Text Processing on Linux: Time to Stop Manual Work
Opening a 5GB log file with vim just to find a single error line? Or manually updating IPs in 50 configuration files? If you’re still doing that, you’re wasting your time. When I first started, I once spent an entire afternoon manually editing configs. Meanwhile, a senior engineer took only 3 seconds with a single sed command.
In the Linux world, sed and awk are an inseparable duo. sed (Stream Editor) excels at find-and-replace tasks. Conversely, awk is incredibly efficient at extracting column-based data and generating reports. Mastering this pair gives you complete control over server data.
Try It Now: Instant Results in 5 Minutes
Let’s put aside the dry theory. Try these two common tasks below to see the difference.
1. Batch Editing File Content with sed
Suppose you need to change localhost to 127.0.0.1 in a config.txt file:
sed 's/localhost/127.0.0.1/g' config.txt
This command only prints the result to the screen for verification. To overwrite the file directly, add the -i flag:
sed -i 's/localhost/127.0.0.1/g' config.txt
2. Extracting Column Data with awk
Get a list of usernames from the /etc/passwd file (fields are delimited by :):
awk -F: '{print $1}' /etc/passwd
Very clean. Now, let’s dive deeper into practical applications for each tool.
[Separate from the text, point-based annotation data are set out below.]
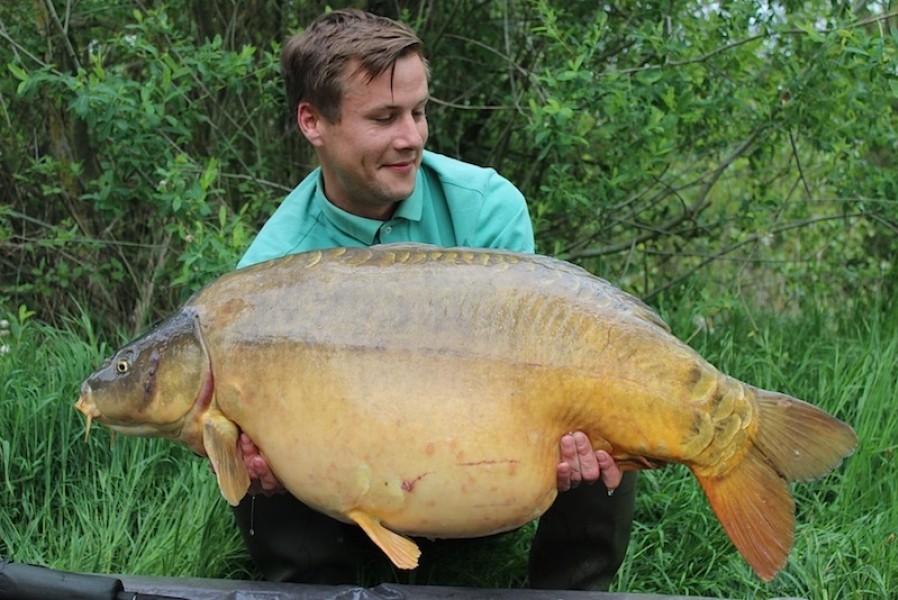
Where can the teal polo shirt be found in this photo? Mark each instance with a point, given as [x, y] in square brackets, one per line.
[453, 204]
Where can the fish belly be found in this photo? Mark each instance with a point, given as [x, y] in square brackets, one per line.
[439, 446]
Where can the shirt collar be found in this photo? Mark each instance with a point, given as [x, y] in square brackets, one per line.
[363, 229]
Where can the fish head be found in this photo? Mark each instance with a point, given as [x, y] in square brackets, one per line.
[154, 386]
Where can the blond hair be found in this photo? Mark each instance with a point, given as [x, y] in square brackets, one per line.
[314, 63]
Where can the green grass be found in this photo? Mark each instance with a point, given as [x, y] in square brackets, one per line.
[149, 507]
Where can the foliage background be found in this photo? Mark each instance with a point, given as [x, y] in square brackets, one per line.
[749, 143]
[732, 157]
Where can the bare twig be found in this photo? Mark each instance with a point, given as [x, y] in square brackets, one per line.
[749, 240]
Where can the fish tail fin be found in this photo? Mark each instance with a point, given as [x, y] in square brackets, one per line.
[752, 500]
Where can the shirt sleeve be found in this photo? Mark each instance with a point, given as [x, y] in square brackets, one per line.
[504, 221]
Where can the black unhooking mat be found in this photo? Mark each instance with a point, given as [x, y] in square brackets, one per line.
[28, 582]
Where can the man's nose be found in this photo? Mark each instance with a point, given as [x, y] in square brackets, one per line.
[410, 132]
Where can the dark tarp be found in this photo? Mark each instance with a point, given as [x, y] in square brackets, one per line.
[218, 589]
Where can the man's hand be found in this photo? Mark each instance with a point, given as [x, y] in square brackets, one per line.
[262, 480]
[580, 463]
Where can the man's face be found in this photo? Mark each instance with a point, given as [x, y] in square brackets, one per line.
[370, 158]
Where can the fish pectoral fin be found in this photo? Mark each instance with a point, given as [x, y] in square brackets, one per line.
[220, 441]
[401, 550]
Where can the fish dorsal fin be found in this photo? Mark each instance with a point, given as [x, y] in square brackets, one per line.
[401, 550]
[220, 441]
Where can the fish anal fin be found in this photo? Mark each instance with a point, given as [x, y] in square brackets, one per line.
[220, 441]
[755, 507]
[401, 550]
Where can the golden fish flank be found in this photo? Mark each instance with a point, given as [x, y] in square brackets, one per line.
[444, 351]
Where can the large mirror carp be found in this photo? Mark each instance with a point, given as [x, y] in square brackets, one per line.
[422, 391]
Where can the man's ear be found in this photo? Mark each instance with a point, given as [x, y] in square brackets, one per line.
[309, 120]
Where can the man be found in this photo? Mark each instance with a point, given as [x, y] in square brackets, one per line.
[358, 87]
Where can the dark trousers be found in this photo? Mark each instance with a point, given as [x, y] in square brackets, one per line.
[579, 543]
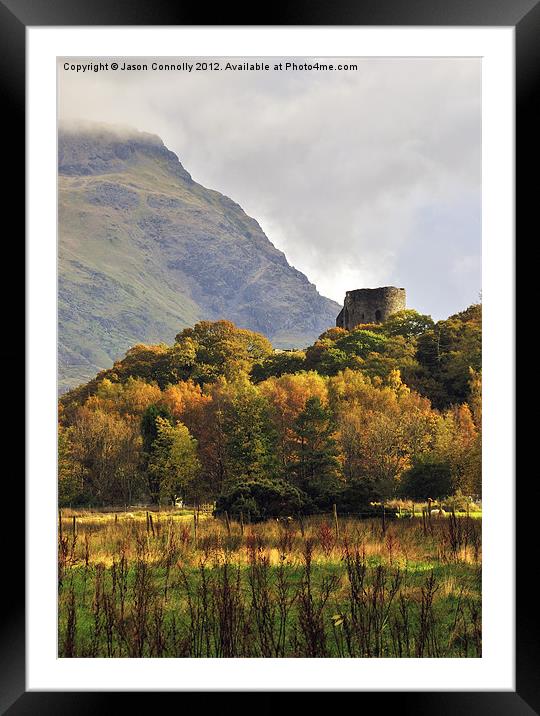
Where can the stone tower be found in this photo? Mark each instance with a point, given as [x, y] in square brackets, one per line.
[370, 305]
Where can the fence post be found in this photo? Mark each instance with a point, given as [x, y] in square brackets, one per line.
[336, 523]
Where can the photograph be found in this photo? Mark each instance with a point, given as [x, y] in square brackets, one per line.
[269, 357]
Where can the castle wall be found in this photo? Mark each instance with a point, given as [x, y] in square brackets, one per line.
[370, 305]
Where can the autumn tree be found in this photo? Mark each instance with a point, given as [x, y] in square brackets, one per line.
[315, 468]
[173, 463]
[222, 349]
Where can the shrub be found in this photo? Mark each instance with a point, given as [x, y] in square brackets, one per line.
[427, 479]
[262, 498]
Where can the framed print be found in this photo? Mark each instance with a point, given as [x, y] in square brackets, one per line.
[269, 268]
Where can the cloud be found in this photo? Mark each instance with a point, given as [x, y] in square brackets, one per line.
[363, 178]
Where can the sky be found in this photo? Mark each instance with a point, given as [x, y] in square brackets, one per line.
[364, 178]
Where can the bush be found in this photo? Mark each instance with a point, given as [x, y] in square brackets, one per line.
[427, 479]
[357, 496]
[261, 499]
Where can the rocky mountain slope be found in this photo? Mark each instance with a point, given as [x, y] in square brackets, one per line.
[145, 251]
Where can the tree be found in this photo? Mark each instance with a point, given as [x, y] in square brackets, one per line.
[70, 471]
[107, 447]
[262, 498]
[407, 323]
[315, 467]
[222, 349]
[248, 433]
[173, 464]
[428, 479]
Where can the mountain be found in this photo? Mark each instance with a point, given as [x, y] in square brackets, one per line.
[145, 251]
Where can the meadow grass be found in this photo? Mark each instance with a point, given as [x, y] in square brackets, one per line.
[169, 584]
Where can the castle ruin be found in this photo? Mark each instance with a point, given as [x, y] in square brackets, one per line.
[370, 305]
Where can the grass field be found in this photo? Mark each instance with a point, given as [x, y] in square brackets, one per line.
[174, 584]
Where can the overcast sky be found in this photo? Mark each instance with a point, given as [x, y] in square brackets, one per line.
[363, 178]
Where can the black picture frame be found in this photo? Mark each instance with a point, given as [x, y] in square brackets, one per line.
[524, 16]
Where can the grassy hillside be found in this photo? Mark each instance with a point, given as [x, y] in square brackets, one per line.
[145, 251]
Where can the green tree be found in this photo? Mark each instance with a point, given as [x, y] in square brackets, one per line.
[222, 349]
[173, 464]
[315, 467]
[407, 323]
[427, 479]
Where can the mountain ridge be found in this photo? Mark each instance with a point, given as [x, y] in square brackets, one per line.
[145, 251]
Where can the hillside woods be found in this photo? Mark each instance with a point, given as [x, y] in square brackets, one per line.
[377, 412]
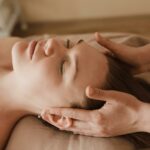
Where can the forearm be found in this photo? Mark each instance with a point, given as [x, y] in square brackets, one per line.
[144, 118]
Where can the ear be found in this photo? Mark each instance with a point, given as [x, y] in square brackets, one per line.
[60, 122]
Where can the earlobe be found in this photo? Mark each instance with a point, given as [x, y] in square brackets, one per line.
[60, 122]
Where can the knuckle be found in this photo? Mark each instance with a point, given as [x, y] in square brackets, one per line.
[103, 132]
[98, 119]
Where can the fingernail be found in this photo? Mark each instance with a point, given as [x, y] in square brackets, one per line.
[90, 91]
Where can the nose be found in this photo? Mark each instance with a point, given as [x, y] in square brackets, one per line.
[51, 46]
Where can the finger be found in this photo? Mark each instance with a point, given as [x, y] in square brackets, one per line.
[142, 69]
[79, 114]
[112, 46]
[99, 94]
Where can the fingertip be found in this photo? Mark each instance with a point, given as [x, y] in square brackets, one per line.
[89, 91]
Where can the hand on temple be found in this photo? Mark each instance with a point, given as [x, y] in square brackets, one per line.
[139, 57]
[121, 114]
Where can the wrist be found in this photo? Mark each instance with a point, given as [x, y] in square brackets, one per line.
[143, 122]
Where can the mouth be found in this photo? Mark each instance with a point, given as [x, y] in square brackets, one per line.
[32, 47]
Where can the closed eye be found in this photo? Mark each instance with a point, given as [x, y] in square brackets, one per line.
[65, 62]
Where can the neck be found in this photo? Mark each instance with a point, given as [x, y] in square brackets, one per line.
[14, 104]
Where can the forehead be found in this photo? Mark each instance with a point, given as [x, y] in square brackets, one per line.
[92, 70]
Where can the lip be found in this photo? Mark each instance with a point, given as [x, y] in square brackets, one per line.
[32, 47]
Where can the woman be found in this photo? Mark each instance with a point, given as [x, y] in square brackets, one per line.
[38, 71]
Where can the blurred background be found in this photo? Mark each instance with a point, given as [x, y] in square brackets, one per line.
[34, 17]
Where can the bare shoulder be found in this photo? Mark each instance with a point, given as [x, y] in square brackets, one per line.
[31, 133]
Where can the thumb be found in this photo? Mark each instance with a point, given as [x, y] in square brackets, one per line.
[99, 94]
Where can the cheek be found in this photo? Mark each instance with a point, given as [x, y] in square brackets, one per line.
[19, 48]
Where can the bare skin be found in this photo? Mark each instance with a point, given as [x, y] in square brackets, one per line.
[32, 73]
[105, 121]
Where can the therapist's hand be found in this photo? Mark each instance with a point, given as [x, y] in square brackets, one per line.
[138, 57]
[119, 115]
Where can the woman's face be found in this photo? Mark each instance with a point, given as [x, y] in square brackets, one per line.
[57, 75]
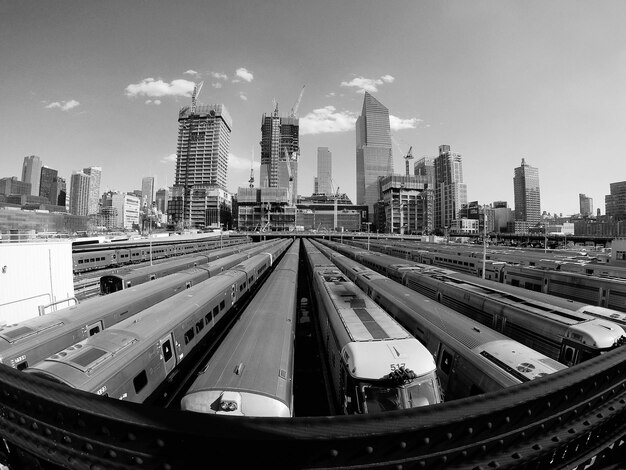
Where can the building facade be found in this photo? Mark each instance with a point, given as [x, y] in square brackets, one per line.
[79, 194]
[450, 191]
[615, 202]
[324, 171]
[202, 156]
[93, 203]
[527, 195]
[373, 151]
[31, 173]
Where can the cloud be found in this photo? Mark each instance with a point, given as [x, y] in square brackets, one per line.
[244, 74]
[171, 158]
[398, 124]
[156, 88]
[63, 105]
[368, 84]
[327, 120]
[239, 163]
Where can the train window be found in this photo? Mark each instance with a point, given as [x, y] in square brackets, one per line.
[167, 351]
[189, 335]
[140, 381]
[446, 362]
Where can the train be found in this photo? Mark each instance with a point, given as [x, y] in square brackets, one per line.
[116, 255]
[251, 373]
[132, 360]
[567, 336]
[599, 290]
[373, 364]
[28, 342]
[471, 358]
[127, 277]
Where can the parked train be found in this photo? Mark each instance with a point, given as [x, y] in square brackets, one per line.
[567, 336]
[127, 277]
[131, 360]
[26, 343]
[251, 374]
[603, 291]
[115, 255]
[374, 364]
[471, 358]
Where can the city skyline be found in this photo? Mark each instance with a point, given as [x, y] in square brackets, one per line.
[102, 82]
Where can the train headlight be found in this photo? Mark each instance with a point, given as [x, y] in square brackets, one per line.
[230, 401]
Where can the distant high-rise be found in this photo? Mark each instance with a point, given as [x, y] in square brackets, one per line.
[324, 170]
[45, 183]
[450, 191]
[94, 173]
[280, 152]
[526, 193]
[147, 191]
[202, 156]
[615, 203]
[586, 205]
[79, 193]
[373, 151]
[31, 173]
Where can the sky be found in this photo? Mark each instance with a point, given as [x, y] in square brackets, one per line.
[100, 83]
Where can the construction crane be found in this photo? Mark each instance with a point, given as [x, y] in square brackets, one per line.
[294, 109]
[194, 96]
[408, 157]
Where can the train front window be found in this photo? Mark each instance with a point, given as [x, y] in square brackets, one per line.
[381, 399]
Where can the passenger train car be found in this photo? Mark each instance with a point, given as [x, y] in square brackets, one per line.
[569, 337]
[602, 291]
[471, 358]
[115, 255]
[374, 365]
[251, 374]
[26, 343]
[127, 277]
[131, 360]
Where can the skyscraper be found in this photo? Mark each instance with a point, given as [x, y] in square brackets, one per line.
[147, 191]
[202, 156]
[450, 191]
[586, 205]
[31, 173]
[94, 173]
[79, 193]
[526, 194]
[48, 175]
[324, 170]
[280, 151]
[373, 151]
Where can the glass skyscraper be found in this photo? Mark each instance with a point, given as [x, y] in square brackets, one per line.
[373, 151]
[526, 194]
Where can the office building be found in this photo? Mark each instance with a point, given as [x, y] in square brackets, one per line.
[527, 195]
[48, 175]
[31, 173]
[450, 191]
[373, 151]
[280, 152]
[324, 171]
[616, 201]
[586, 205]
[147, 191]
[79, 193]
[202, 163]
[93, 202]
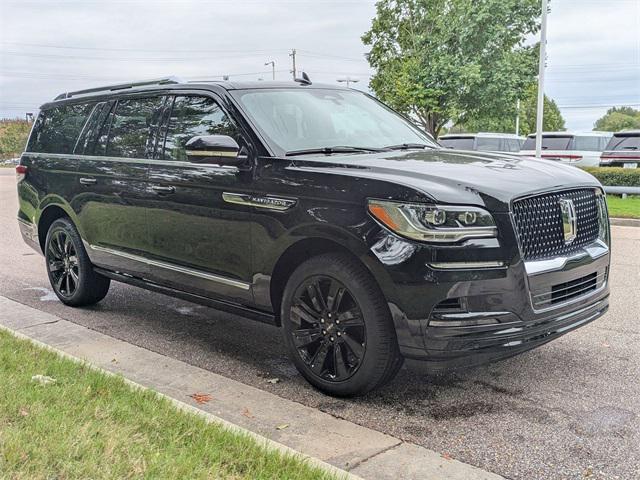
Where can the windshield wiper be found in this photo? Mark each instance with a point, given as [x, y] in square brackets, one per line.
[407, 146]
[332, 150]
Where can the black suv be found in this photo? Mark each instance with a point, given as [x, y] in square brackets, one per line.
[317, 209]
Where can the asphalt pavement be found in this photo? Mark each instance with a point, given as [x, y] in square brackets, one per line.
[570, 409]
Using sed to Edit Files Without Opening an Editor
sed works by reading line by line, applying rules, and outputting the result. The classic syntax is s/search/replace/flag.
Practical sed Tips
- Cleanup log files: Instantly delete blank lines for better visibility.
sed -i '/^$/d' system.log - Fix config file errors: Delete content from lines 10 to 20 if the configuration is incorrect.
sed '10,20d' server.conf - Add new configurations: Insert
ServerAliasimmediately after the line containingServerName.sed '/ServerName/a \ ServerAlias www.myapp.com' vhost.conf
Important Note: Never overuse sed -i when you’re unsure. A small typo in your Regex can wreck your entire Nginx configuration file. Always perform a dry run without -i first. Or for extra safety, use sed -i.bak to automatically create a backup file.
Using awk to Analyze Data Like a Pro
If sed is a text editor, then awk is a data analyst. It treats each line as a record and each word as a data field.
Essential awk Variables
$1, $2...: Column 1, Column 2…$NF: The last column (very useful when the number of columns is unknown).NR: The current line number.
Advanced Example: Resource Monitoring
Find processes consuming more than 10% RAM:
ps aux | awk '$4 > 10.0 {print $1, $11, $4}'
This command filters the process list, printing only the User, Process name, and %RAM for those exceeding the limit.
Calculate the total size of logs in a directory:
ls -l | awk '{sum+=$5} END {print "Total:", sum/1024/1024, "MB"}'
awk supports mathematical calculations and loops. It is essentially a mini-programming language right on your terminal.
Collaboration Trick: When awk and sed Join Forces
The real power emerges when you combine them via pipes (|). A real-world scenario: Find the top 10 IP addresses accessing your server from an Nginx log file and reformat them.
awk '{print $1}' access.log | sort | uniq -c | sort -nr | head -n 10
Once you have this IP list, you can use sed to wrap them into iptables block commands. Everything happens automatically.
Pro-tips for Cleaner Commands
1. Changing Delimiters in sed
When editing file paths, the forward slash / often gets messy because of the required \/ escape. Replace it with | or : for better readability:
# Hard to read: sed 's/\/var\/www\/html/\/data\/www/g'
# Easy to read: sed 's|/var/www/html|/data/www|g'
2. Quickly Getting the Last Column
No need to count columns; $NF will always return the last value of the line. This is extremely useful when processing log files with inconsistent line lengths.
Final Thoughts
Mastering awk and sed won’t make you an expert overnight. However, it will make your work more efficient and accurate. Instead of struggling manually, spend a few minutes writing a command. Once you’re comfortable, you’ll see the terminal as an incredibly powerful tool. Good luck implementing this in your systems!